São Paulo, August 2, 2023 – Kepler Weber (KEPL3) concluded the second quarter with a net revenue of R$ 281.2 million. Considering only the months of April, May, and June, this marked the second-best period in the company’s history, second only to the exceptional year 2022.

In a message to the Market, the company cites “resilience in the face of the challenging moment, especially for the farmers who make up the Farms segment.”

The company’s net profit in the quarter was R$ 33.4 million, 34.7% lower than the R$ 51.2 million from the previous quarter. The margin for the period was 11.9%, compared to 15.9% in the first quarter.

EBITDA, earnings before interest, taxes, depreciation, and amortization, stood at R$ 53.8 million. In the previous quarter, EBITDA had totaled R$ 77.4 million.

In the management’s message, Kepler Weber highlights some competitive differentiators such as “customer proximity, revenue diversification, cost optimization, and price and margin management.”

The ROIC of 65.7% was deemed “exemplary” by Kepler Weber, “maintaining a consistent level in this important indicator.
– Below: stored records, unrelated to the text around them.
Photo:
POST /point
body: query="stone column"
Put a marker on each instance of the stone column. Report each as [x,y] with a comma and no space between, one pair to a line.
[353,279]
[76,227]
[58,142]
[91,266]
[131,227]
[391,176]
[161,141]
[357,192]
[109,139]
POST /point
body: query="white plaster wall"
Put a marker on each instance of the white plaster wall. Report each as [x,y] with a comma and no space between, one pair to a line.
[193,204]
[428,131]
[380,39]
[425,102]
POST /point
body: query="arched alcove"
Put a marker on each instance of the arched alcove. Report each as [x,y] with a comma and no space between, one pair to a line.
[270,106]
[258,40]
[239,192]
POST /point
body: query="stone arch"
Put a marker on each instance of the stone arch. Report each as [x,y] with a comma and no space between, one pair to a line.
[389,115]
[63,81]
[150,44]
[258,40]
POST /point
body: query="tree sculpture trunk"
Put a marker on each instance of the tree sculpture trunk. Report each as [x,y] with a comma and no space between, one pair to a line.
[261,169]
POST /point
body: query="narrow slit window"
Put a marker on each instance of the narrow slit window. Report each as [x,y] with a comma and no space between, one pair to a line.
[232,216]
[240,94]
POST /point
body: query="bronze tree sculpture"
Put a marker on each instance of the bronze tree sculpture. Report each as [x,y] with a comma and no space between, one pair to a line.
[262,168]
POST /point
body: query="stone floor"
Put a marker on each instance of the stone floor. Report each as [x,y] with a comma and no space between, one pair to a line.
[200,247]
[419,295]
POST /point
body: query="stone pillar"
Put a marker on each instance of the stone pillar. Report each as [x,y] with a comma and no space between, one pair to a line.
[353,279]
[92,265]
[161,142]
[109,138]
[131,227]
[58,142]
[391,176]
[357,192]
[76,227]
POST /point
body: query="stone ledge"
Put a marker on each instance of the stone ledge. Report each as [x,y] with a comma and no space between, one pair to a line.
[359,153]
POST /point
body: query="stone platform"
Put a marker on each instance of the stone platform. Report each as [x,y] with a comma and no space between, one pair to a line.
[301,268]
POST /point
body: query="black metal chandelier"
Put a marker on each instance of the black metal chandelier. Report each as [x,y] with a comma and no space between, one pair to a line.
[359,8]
Similarly, the company’s cash remains at a solid level of R$ 266.5 million, following the payment of dividends of R$ 77.7 million and the acquisition of 50% of Procer (R$ 50.8 million).”

Business Areas

During the second quarter, Farms reached a revenue of R$ 82.7 million, 22.9% lower than the previous quarter when it reported R$ 107.4 million. Compared to the same period last year, the segment declined by 37.3%.

“It is important to highlight that the company remained resilient and delivered important projects to producers in the states of Mato Grosso (mainly expansion of units) and new units in Goiás, Pará, and Bahia, despite the revenue reduction scenario in 2Q23,” says a section of the report to the market, which also cites the high interest rates and reduced producer remuneration due to the fall in commodities as reasons for lower revenue in this business area.

Farms represent a third of the company’s revenue and are already showing signs of improvement, according to the balance sheet. Over the last period, the company highlights having made sales to Mato Grosso, Goiás, and Piauí totaling R$ 59.9 million.